Marcel Jeronymo, advogado e um dos representantes do processo, destacou que “a ação teve início em 2021 com o objetivo inicial de resolver a questão dos casais homoafetivos que tinham a indicação de “mãe” no CPF. Após uma ampla articulação com diversos órgãos e entidades, como a DPU, Ministério Público Federal, Aliança Nacional LGBTI, Grupo de Dignidade, Abrafh e ANTRA, foi possível protocolar a ação, que abrangeu também o reconhecimento das pessoas intersexo, travestis e não binárias“.

Marcel ressaltou o impacto significativo dessa decisão judicial para a população intersexo em todo o Brasil, indicando um avanço na compreensão e educação sobre a realidade das pessoas intersexo. Ele destacou os desafios enfrentados pela comunidade intersexo, incluindo a falta de compreensão por parte da sociedade e até mesmo dentro do próprio movimento LGBTI+. Marcel enfatizou “a importância de ter dados concretos para alcançar o reconhecimento adequado dessa população pelo Estado, e a inclusão da opção intersexo em todos os CPFs brasileiros é um passo importante, embora devamos discutir a logística desse cadastramento, tanto para os novos quanto para os antigos CPFs. Com essa informação disponível para toda a população brasileira, será muito mais viável desenvolver políticas públicas que atendam às necessidades dessa comunidade de forma eficaz e regular. É essencial que a pauta intersexo esteja integrada ao movimento LGBTI+ e que haja uma compreensão ampla das vivências e desafios enfrentados pela população intersexo. A ABRAI desempenha um papel fundamental nessa articulação e contribui significativamente para a construção dessa agenda“.
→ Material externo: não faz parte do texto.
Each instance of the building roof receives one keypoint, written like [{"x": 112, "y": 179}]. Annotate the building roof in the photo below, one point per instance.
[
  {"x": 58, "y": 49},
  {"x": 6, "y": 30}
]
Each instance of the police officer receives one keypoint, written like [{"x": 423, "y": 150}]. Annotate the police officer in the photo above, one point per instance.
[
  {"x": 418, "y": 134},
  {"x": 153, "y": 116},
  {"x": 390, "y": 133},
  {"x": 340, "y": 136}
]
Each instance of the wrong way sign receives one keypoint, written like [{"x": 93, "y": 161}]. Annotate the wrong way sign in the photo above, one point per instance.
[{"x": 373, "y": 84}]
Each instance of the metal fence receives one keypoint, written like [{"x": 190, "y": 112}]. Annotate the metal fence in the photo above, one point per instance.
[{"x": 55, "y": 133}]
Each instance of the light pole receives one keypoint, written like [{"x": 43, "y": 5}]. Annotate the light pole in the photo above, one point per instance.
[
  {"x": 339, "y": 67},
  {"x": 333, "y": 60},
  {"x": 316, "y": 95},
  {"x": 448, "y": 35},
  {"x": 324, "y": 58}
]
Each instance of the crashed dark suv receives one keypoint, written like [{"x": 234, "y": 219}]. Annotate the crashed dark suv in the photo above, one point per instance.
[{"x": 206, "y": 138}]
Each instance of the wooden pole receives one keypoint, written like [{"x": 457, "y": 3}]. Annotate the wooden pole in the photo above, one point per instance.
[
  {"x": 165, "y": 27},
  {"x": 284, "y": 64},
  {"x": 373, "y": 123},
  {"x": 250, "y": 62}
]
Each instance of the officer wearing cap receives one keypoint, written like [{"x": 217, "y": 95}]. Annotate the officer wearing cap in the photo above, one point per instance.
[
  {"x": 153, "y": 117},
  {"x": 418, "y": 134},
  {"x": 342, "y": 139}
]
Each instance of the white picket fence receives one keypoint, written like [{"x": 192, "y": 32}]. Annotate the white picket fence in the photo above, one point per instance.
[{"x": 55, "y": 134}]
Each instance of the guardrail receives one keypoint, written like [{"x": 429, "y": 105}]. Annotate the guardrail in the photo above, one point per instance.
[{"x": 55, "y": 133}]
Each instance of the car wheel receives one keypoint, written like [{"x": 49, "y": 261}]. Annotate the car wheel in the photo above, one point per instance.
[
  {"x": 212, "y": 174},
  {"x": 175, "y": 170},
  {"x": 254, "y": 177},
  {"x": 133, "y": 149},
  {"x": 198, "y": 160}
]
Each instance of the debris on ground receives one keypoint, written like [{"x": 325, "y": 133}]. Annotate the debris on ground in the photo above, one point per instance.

A partir do pedido apresentado pela parte embargante, a sentença foi modificada para incluir a opção “intersexo” em um campo próprio no cadastro de CPF. Essa decisão representa um avanço significativo na inclusão e no reconhecimento da intersexualidade pela Justiça Federal.

Para o estado brasileiro, foi defendido “a implantação de regramento específico no campo sexo do CPF, sem o devido ajuste no cadastro de origem da informação, poderá resultar em apontamento de inconsistência cadastral nos dados da pessoa física […] Nesse contexto, inserir informações não previstas nos demais sistemas interligados, em particular a inclusão no campo sexo das opções: não binário e intersexo comprometerá inúmeros sistemas estruturados e integrados com base em regramento padrão, trazendo insegurança e podendo comprometer o ecossistema que trata da identificação do cidadão“.

Porém, para a magistrada,Contudo, tal objeção técnica não é suficiente para afastar o determinado em sentença, sendo apenas questão de compatibilização dos sistemas“.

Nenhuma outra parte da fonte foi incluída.